1.4 Direitos culturais nas dimensões de direitos fundamentais Quando o direito constitucional tenta categorizar o aparecimento

histórico dos direitos fundamentais, recorre a uma figura metafórica, atribuída a Karel Vasak, de associá-los ao lema da revolução liberal- burguesa na França – liberdade, igualdade, fraternidade – de acordo com a coloração da bandeira daquele país, isto é, primeira, segunda e terceira gerações de direitos (LIMA, 2003). Posteriormente, essa visão foi difundida a partir da posição jurídica dos titulares frente ao Estado, ou seja, as diversas fases de reconhecimento e tutela diante das transformações históricas pelas quais as formas da organização estatal atravessaram e foram se modificando (Estado Liberal, Estado Social, Estado Pós-Social), incorporando paulatina e acumulativamente camadas (NABAIS, 2008, p. 74) ou gerações de direitos fundamentais.

Essa divisão é enganosa. Primeiro, porque se baseia em algumas ilusões do que Boaventura de Sousa Santos (2013a) denomina concepção hegemônica dos direitos humanos. Em particular, encara a história humana como evolutiva e linear (ilusão teleológica) em que o aparecimento, surgimento, conquista e reconhecimento desses direitos teriam se dado de forma universal, abrangendo contextos diversos e locais diferenciados (HERRERA FLORES, 2009, p. 69; WOLKMER, 2012, p. 32).

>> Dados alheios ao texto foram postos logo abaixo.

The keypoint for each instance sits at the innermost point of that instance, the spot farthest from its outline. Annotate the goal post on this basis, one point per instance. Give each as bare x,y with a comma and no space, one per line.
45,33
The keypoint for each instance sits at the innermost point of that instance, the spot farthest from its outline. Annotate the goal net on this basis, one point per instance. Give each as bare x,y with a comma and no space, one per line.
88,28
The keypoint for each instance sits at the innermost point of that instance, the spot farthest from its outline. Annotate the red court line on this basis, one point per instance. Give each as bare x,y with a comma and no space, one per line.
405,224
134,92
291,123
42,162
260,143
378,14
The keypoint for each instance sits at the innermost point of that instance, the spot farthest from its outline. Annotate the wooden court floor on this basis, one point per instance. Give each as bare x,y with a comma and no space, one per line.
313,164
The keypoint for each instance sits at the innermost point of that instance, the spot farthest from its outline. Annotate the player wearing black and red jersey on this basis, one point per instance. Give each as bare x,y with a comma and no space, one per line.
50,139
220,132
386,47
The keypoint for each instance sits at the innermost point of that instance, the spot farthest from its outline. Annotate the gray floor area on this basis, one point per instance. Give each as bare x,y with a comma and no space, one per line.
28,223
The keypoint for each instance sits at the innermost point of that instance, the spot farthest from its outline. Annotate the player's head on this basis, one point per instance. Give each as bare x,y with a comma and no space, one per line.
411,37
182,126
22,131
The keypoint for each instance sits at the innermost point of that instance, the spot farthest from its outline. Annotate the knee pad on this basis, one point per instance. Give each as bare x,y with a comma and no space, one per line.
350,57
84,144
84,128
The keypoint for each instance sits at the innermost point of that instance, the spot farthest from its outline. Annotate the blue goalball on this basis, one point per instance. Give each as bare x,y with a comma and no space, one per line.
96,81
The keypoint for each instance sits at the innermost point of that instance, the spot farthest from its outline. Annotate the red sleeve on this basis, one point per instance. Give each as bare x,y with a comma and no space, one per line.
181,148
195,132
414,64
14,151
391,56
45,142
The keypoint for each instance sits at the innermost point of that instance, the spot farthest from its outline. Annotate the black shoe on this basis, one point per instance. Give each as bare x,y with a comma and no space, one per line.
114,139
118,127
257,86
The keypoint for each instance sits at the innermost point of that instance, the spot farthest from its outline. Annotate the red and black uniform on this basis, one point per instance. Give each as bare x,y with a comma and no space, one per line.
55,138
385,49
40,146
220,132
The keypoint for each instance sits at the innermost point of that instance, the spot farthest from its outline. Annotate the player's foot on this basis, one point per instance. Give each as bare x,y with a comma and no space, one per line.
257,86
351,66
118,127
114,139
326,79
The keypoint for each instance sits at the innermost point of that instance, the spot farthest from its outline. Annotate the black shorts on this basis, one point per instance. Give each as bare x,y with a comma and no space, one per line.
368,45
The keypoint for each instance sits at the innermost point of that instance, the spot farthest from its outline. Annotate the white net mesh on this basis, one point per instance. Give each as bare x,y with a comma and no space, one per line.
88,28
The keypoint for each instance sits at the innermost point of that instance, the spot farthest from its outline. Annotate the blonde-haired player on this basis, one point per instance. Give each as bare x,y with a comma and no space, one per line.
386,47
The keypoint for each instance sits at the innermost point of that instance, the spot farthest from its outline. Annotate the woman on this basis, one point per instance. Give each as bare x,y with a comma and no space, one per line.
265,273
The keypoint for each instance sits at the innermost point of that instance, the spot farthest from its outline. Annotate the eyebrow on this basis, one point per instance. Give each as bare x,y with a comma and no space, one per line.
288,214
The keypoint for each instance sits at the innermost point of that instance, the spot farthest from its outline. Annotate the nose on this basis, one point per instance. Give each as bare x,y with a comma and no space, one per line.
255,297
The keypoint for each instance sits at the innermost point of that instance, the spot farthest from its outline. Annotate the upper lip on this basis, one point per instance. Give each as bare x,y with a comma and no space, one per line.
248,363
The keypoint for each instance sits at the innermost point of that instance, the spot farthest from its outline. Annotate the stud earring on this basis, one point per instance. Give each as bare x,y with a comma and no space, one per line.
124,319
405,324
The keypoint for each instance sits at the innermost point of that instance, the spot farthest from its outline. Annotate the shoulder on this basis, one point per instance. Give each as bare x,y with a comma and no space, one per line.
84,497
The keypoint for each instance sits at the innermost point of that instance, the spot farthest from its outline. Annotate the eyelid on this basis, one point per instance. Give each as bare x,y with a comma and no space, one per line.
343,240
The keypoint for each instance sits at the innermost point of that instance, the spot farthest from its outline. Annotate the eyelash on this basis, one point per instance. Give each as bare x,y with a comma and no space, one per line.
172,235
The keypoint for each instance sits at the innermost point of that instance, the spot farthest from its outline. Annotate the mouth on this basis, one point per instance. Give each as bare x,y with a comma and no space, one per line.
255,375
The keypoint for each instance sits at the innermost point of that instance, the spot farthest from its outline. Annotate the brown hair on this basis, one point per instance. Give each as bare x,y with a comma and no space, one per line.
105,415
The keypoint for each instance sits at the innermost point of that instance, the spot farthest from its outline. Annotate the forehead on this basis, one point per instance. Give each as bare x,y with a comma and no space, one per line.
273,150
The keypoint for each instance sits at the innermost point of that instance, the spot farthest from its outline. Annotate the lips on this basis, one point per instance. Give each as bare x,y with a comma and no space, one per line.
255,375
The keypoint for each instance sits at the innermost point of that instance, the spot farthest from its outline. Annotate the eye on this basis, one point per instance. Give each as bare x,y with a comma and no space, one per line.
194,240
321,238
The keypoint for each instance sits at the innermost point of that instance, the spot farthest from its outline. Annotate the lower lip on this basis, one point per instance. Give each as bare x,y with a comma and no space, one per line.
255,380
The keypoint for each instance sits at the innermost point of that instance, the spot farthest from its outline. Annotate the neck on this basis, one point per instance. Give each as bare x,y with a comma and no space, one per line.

Peca, portanto, pela ilusão da descontextualização, muito por se basear apenas no que parcialmente ocorreu na modernidade ocidental europeia (SANTOS, 2013a, p. 47). De outro modo, até quando houve reconhecimento formal dos direitos humanos na Europa, isso não significou a sua realização para muitas classes sociais e grupos vulneráveis. Afora isso, omite que o triunfalismo de certa concepção de dignidade imperou na dominação de países e continentes, África, Ásia e América Latina, ignorando tensões e conflitos (monolitismo) até entre os direitos humanos (SANTOS, 2013a, p. 46-50).

No mais, a própria ideia de gerações ou camadas, além de trabalhar com uma noção de sucessão linear, progressiva, de sobreposição, onde

uma substitui ou supera a outra, parece depor contra a indivisibilidade dos direitos fundamentais. Dessa maneira, também põem em dúvida as lutas sociais por efetivações de direitos, a ponto de invisibilizá-las, pois a efetividade é tarefa sempre inacabada.

Porém, a categoria tem um uso didático-pedagógico que, se utilizado na acepção de dimensões inter-relacionadas, tanto pode identificar necessidades emergentes (individuais, coletivas, difusas), no entendimento de Antonio Carlos Wolkmer (2012, p. 35), quanto os diversos tipos de direitos, efeitos jurídicos e titulares.

Em geral, os direitos culturais são tidos como direitos de segunda geração, ou seja, prestacionais por parte do Estado. Não obstante, estão presentes em todas as dimensões (CUNHA FILHO, 2000, p. 66-67; PEDRO, 2011, p. 45; VARELLA, 2014, p. 59 e ss.; SOUZA, 2012, p. 56- 59). Trabalhar-se-á com as dimensões de direitos individuais (primeira dimensão/liberdade), prestacionais (segunda dimensão/igualdade) e metaindividuais (terceira dimensão/solidariedade fraternidade).

Os denominados direitos de liberdade são, em verdade, princípios basilares da autonomia individual em oposição ao Estado, cujos efeitos são, por parte deste, o dever de um non-facére, de uma abstenção. Têm, nesse sentido, um status negativus que protege o cidadão de qualquer interferência, garantindo-lhes o poder de resistência frente a violações. São eles o direito à vida, à privacidade, à intimidade, à propriedade, à igualdade formal, os direitos de personalidade, os direitos políticos (à nacionalidade, ao voto, de participação etc.) e às liberdades de manifestação, de imprensa, de reunião, de expressão e de criação, dentre outros.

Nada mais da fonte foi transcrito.